Daily symptom data were classified into three periods to assess the relationship of symptoms before (period 1) and during illness (period 2) with post-illness (period 3) symptoms.
Findings
Of 2,442 eligible participants, 593 had a COVID-19 episode, and 1,112 had other non-COVID-19 respiratory episodes. Baseline characteristics were similar between COVID-19 cases and non-COVID-19 controls.
The odds of a severe illness were higher among COVID-19 cases than controls. Symptom durations meeting NICE and WHO PACS definitions occurred in more COVID-19 cases than controls.
No significant differences in symptoms were reported before illness episodes between cases and controls. Age was associated with PACS using WHO and NICE definitions.
According to WHO and NICE definitions, preexisting symptoms and chronic respiratory disease were associated with PACS.
The most common post-acute symptoms included runny nose, headache, and cough. Subjects with PACS had a median of seven symptoms in period 2 and four in period 3.

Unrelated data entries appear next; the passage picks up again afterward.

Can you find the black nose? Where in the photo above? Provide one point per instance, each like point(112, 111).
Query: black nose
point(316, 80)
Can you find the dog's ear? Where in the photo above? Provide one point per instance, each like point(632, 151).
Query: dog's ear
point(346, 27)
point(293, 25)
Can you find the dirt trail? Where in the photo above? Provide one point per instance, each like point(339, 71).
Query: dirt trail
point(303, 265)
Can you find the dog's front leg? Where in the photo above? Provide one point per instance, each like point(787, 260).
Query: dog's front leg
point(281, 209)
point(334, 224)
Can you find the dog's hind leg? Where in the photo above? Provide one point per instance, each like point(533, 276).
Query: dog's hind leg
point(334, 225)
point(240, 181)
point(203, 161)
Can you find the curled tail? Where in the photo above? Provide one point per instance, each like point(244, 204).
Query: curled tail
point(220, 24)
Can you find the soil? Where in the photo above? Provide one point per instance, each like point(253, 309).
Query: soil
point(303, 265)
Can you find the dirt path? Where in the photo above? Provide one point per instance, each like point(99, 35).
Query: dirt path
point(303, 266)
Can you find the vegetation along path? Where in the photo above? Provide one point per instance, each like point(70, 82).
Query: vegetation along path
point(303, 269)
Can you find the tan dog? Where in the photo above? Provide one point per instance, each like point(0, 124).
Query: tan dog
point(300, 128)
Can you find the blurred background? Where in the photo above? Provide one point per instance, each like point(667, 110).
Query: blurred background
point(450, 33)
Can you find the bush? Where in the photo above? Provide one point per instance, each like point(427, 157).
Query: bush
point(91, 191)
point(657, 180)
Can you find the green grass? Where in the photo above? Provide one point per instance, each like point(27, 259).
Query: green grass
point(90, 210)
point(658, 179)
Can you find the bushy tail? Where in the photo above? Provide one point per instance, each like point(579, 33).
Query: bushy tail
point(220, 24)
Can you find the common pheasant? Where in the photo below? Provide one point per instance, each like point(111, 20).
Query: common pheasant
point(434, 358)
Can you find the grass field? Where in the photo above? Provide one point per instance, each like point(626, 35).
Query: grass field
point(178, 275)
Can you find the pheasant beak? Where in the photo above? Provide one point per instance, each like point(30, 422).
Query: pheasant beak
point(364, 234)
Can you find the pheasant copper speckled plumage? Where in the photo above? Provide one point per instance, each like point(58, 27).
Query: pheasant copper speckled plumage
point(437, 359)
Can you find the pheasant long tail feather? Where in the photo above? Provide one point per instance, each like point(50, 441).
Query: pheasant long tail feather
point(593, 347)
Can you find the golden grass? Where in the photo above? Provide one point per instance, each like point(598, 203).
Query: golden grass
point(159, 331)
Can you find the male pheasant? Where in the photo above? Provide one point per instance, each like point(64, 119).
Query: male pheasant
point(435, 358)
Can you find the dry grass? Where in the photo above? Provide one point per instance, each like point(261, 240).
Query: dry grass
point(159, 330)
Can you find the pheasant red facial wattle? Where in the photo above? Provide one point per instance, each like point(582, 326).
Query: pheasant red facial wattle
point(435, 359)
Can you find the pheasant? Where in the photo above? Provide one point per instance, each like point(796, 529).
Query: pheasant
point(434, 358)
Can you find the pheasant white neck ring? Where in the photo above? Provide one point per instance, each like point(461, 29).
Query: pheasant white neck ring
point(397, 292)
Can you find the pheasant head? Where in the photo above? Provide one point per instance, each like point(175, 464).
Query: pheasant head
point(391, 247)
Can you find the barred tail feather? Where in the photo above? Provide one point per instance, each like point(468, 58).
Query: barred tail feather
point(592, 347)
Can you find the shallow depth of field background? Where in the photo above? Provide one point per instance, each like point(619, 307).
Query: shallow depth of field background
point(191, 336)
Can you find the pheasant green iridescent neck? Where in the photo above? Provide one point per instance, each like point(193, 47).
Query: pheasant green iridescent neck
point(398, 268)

The cumulative number of days with respiratory or other symptoms was greater for COVID-19 cases across all periods, especially for loss of smell/taste and fatigue in periods 2 and 3.
Most symptoms were reported in cases during the initial weeks of period 2. The duration and extent of symptoms were comparable between controls and cases. More cases had symptom onset in period 1. Fatigue, headache, muscle aches, and loss of smell/taste contributed the most to the symptom burden in some cases.
Conclusions
The study compared symptom severity, patterns, and durations between COVID-19 and non-COVID-19 respiratory episodes. COVID-19 cases had seven times greater odds of severe illness than non-COVID-19 controls. Age, preexisting symptoms, and chronic respiratory disease elevated the risk of PACS.
Overall, the findings offer a robust estimate of PACS incidence using current definitions, underscoring that persistent symptoms are more common following COVID-19 than after non-COVID-19 respiratory illnesses.